Сделав шаг к тому, чтобы примириться со старым противником, Микеланджело в то же время подвергал опасному испытанию свою самую полезную дружбу. Через двое суток гонфалоньер Содерини вновь вызвал его к себе и зачитал письмо папы, в котором тот требовал, чтобы Синьория немедленно, под страхом лишиться папского благоволения, возвратила Микеланджело Буонарроти в Рим.
— Я вижу, лучше бы мне было удрать куда-нибудь подальше на север, хотя бы во Францию, — мрачно сказал Микеланджело. — Тогда вам не пришлось бы за меня отвечать.
— Как ты можешь куда-то удрать от папы? Рука его тянется через всю Европу.
— Почему же я стал таким драгоценным и нужным ему, живя во Флоренции? В Риме он запирал передо мной двери.
— Потому что в Риме ты был его слугой, которым можно было помыкать. Отказываясь ему служить, ты стал самым желанным для него художником в мире. Не доводи его до крайности.
— Я никого ни до чего не довожу! — с тоской воскликнул Микеланджело. — Я только хочу, чтобы меня оставили в покое.
— Об этом говорить уже поздно. Надо было думать раньше, до того, как ты поступил на службу к Юлию.
С первой же после этого разговора почтой Микеланджело получил письмо от Пьеро Росселли: когда он читал его, ему казалось, будто волосы у него на голове вздымаются и шевелятся, подобно змеям. Как выяснилось, папа желал его возвращения в Рим не затем, чтобы продолжать работу над мраморами; Браманте решительно убедил святого отца в том, что гробница ускорит его кончину. Его святейшество хотел теперь, чтобы Микеланджело расписал свод Сикстинской капеллы — самого неуклюжего и безобразного, самого дурного по конструкции, самого забытого господом архитектурного сооружения во всей Италии.
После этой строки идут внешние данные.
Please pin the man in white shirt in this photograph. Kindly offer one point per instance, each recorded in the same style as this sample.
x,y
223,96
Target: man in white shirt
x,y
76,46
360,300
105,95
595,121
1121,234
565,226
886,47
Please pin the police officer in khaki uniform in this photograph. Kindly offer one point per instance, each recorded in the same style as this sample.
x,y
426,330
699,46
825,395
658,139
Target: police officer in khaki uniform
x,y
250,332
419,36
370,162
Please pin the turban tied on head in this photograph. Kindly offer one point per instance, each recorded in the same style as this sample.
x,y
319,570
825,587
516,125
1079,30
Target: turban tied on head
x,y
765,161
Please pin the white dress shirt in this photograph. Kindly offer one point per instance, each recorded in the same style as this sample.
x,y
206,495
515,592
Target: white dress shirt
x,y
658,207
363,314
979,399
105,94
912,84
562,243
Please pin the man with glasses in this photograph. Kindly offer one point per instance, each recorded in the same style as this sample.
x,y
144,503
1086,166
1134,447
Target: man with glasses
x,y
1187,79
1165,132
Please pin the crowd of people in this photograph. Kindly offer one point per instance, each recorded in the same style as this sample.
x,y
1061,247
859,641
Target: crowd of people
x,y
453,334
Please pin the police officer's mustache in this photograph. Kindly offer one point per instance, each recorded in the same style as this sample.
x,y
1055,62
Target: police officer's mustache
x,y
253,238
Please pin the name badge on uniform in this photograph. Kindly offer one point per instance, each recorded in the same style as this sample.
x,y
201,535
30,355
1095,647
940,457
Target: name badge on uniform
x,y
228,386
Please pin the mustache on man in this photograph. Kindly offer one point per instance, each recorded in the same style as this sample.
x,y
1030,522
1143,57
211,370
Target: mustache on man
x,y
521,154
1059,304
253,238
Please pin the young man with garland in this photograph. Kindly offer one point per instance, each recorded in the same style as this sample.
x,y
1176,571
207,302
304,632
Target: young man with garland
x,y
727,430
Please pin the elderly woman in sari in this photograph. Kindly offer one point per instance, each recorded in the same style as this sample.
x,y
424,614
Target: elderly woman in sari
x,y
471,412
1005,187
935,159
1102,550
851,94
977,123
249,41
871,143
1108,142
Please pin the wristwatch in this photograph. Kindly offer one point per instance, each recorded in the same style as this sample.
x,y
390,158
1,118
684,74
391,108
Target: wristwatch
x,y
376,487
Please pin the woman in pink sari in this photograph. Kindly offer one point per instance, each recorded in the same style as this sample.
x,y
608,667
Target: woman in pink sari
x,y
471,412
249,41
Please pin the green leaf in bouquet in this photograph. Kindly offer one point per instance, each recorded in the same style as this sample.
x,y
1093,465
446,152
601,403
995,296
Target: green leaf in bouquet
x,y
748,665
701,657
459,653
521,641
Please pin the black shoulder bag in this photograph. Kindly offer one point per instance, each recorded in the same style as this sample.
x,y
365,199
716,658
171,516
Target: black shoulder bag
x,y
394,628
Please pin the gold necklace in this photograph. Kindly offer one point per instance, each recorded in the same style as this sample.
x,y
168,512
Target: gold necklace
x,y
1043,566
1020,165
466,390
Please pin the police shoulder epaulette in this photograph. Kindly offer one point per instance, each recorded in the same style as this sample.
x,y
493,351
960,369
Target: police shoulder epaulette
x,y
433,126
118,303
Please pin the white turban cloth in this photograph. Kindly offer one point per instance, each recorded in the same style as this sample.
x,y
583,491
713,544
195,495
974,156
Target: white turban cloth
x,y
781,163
Микеланджело читал и перечитывал строчки Росселли:
«Вечером в прошлую субботу, во время ужина, папа позвал Браманте и сказал: „Завтра утром Сангалло едет во Флоренцию и привезет с собой в Рим Микеланджело“. Браманте возразил: „Святой отец, Сангалло никак не сможет этого сделать. Я не раз говорил с Микеланджело, и он уверял меня, что он не возьмется за капеллу, которую вы хотите поручить ему; что он, вопреки вашему желанию, намерен работать только в скульптуре и не хочет даже думать о живописи. Святой отец, я думаю, он просто трусит взяться за эту работу, так как у него мало опыта в писании фигур, а фигуры в капелле будут расположены гораздо выше линии глаз зрителя. Это ведь совсем другое дело, чем живопись внизу на стенах“. Папа ответил: „Если он не возьмется за работу, он причинит мне глубокую обиду, — посему я полагаю, что он образумится и снова приедет в Рим“. И тут я в присутствии папы дал Браманте сильный отпор: я говорил так, как говорил бы ты сам, защищая меня; на какое-то время Браманте онемел, будто почувствовал, что он допустил промах, сунувшись со своими речами. Я начал слово так: „Святой отец, Браманте по этому делу никогда не разговаривал с Микеланджело, а если то, что он сейчас высказал, есть правда, я прошу вас отрубить мне голову…“
— Я разговаривал с Браманте? Это чудовищная ложь! — кричал Микеланджело наедине с собой. — И зачем ему нужны подобные небылицы?
Письмо Росселли только усилило в душе Микеланджело сумятицу и горечь. Работать он уже совсем не мог. Он перебрался в Сеттиньяно и молча сидел там, вырубая с братьями Тополино строительные блоки, затем пошел повидаться с Контессиной и Ридольфи. Их мальчик Никколо — теперь ему было уже пять лет — все упрашивал Микеланджело постучать молотком, чтобы «мрамор полетел вверх», и научить этому его самого. Урывками, по настроению, Микеланджело оттачивал и полировал бронзового «Давида», несколько раз ходил в Большой зал, тщетно пытаясь подстегнуть себя и приняться за работу над фреской. Еще прежде того, как гонфалоньер Содерини пригласил его в начале июля к себе, он знал, что бурные ветры вот-вот налетят с юга и принесут с собой новые тревоги.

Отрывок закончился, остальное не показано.